Nursing Home/Skilled Nursing Facility: ________

Hospital Inpatient Facilities: ________

Hospital Outpatient Facility: ________

Other- (identify): _________

TOTAL VOLUME OF USE ACROSS ALL SETTINGS SHOULD EQUAL 100%


Questions 14 is necessary to ensure that the appropriate pricing and payment is assigned for the product.


14. What is the Manufacturer’s Suggested Retail Price (MSRP) or list price of the item? This question must be answered for all items, except drugs/biologicals.


HCPCS Coding Recommendation submitted by:

* Please provide a complete mailing address and direct dial phone number.
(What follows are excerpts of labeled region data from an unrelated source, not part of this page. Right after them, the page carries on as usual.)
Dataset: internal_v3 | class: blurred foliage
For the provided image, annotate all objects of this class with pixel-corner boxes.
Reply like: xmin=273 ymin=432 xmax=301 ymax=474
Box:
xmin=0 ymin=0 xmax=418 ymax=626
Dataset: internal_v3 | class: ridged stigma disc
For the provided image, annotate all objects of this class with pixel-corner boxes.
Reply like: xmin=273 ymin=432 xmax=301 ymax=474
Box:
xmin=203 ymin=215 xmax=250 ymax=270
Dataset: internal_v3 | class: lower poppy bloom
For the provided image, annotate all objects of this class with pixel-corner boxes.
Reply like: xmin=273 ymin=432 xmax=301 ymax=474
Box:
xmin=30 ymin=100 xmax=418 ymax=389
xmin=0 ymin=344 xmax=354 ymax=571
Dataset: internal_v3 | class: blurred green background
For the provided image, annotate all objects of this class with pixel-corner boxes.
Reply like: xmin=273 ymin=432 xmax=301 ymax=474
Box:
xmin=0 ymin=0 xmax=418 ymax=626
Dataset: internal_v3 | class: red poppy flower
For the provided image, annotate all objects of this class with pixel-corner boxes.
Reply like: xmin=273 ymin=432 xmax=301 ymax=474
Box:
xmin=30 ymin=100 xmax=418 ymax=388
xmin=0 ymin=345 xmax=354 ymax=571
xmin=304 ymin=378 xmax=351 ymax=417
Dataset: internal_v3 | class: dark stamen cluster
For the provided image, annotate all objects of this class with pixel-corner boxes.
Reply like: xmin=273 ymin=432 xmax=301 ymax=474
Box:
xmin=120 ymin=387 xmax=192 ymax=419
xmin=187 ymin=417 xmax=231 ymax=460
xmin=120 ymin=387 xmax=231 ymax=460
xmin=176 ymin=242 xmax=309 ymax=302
We use this information to contact applicants regarding upcoming meetings, questions regarding applications, and to make notifications of the status of applications.


Name:

Name of Corporation/Organization:

Mailing Address (street):

City, State, Zip

Telephone Number and extension:

FAX Number:

E-Mail Address:


I attest that the information provided in this HCPCS coding recommendation is accurate and correct to the best of my knowledge.



____________________________ _________________________Date:_____________

Signature of Applicant




Is applicant the manufacturer? Y/N If not, the manufacturer must sign the following attestation:




I attest that the information describing the product is accurate.


____________________________ _________________________Date:_____________

Signature of Manufacturer



According to the Paperwork Reduction Act of 1995, no persons are required to respond to a collection of information unless it displays a valid OMB control number. The valid OMB control number for this information collection is 0938-1042. The time required to complete this information collection is estimated to average 11 hours per response, including the time to review instructions, search existing data resources, gather the data needed, and complete and review the information collection. If you have comments concerning the accuracy of the time estimate(s) or suggestions for improving this form, please write to: CMS, 7500 Security Boulevard, Attn: PRA Reports Clearance Officer, Mail Stop C4-26-05, Baltimore, Maryland 21244-1850.